Alternatively you can also use the unix socket connection (easiest solution but you need to be on the same machine) or the tls connection (needs some tls cert setup and adjustments to the gvmd/openvasmd parameters).


#4

Could elaborate with a command to use?


#5

I am sorry ssh/tls setup is completely out of my scope.


#6

How would I take out the vulnerability reports from the server at the command line?


#7

gvm-cli is not available to me for ubuntu untill I buy the software?


#8

No. I didn’t write that.

For remote access via gvm-tools you need to setup either TLS or SSH by yourself. Using unix domain sockets is the default and doesn’t need a setup but the unix domain socket connection type can only be used on the same machine and not remote. If you buy a Greenbone appliance you will get the SSH access out of the box because this is what we provide for remote access.


#9

Oh! So I have to setup a local socket connection to access greenbone server right?

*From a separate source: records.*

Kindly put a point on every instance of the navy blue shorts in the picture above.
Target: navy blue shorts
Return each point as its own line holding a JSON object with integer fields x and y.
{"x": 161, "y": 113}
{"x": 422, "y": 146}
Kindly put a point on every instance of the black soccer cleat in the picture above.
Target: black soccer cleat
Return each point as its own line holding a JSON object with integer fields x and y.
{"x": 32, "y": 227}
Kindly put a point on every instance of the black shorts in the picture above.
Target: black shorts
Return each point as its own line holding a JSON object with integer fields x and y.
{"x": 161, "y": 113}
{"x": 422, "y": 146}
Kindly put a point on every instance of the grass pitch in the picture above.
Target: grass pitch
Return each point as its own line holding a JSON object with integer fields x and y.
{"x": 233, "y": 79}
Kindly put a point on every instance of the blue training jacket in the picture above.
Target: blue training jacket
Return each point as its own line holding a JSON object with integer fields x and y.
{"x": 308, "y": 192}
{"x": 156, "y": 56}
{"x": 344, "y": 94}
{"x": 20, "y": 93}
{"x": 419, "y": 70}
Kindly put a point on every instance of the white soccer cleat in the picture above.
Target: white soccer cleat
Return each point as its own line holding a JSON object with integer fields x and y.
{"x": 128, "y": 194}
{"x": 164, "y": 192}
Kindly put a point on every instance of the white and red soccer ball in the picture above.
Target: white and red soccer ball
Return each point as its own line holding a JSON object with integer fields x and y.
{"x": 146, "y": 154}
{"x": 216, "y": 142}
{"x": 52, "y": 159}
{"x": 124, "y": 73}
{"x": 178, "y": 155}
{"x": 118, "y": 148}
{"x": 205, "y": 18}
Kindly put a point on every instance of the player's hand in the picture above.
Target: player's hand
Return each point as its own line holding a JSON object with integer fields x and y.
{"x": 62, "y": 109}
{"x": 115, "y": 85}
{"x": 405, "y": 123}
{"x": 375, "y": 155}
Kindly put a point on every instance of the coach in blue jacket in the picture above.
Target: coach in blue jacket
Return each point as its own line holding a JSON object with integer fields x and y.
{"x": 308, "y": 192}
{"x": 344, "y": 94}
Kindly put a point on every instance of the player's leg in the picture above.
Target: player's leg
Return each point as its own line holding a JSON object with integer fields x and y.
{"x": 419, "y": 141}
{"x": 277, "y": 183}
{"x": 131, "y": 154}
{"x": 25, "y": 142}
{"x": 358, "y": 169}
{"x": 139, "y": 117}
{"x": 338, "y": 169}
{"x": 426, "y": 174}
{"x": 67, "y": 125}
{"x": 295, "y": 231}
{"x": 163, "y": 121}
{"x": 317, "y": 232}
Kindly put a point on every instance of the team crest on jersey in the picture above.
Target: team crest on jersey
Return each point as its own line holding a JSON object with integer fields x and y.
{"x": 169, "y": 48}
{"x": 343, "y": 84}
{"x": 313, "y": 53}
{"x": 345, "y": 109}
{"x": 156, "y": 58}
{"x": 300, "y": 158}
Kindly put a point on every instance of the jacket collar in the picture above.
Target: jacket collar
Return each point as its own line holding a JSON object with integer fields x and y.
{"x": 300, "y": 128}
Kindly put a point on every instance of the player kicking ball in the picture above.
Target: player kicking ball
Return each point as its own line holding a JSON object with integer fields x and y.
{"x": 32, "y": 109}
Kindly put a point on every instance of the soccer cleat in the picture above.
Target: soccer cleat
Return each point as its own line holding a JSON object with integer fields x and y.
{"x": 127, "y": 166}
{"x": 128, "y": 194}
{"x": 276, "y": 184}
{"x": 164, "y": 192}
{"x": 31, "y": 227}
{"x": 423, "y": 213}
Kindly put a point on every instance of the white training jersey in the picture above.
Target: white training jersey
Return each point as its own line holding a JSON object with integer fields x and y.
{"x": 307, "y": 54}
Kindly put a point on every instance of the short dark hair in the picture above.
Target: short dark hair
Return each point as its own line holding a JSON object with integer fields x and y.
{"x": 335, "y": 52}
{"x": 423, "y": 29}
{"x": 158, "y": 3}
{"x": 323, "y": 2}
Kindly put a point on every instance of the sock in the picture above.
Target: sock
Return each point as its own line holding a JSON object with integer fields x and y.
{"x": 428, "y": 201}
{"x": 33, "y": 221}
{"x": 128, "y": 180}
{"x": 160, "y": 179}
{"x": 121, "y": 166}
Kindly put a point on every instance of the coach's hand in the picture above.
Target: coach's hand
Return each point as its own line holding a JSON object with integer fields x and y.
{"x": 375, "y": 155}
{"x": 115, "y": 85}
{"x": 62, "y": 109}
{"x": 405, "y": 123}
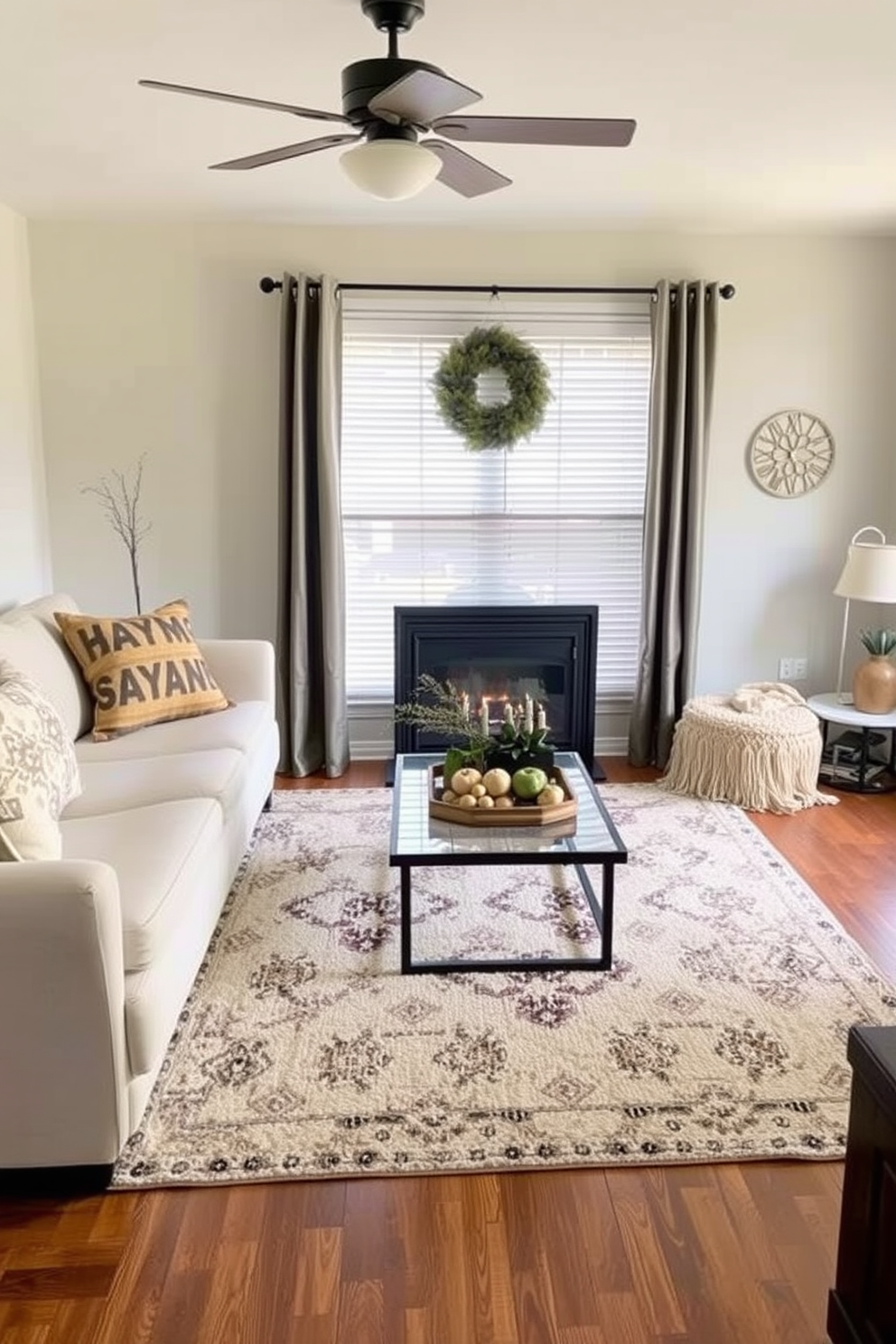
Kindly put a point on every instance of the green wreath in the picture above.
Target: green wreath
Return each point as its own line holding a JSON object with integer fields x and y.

  1. Does the server provide SSH permission?
  2. After UNIUXSOCKET is setup can I use the tools to get the reports from command line?

#10

What do you mean by greenbone server? There is no greenbone server. See the architecture fore details

If you mean gvmd/openvasmd by greenbone server, the daemon is already running by default with a local unix socket connection because gsad uses this connection type.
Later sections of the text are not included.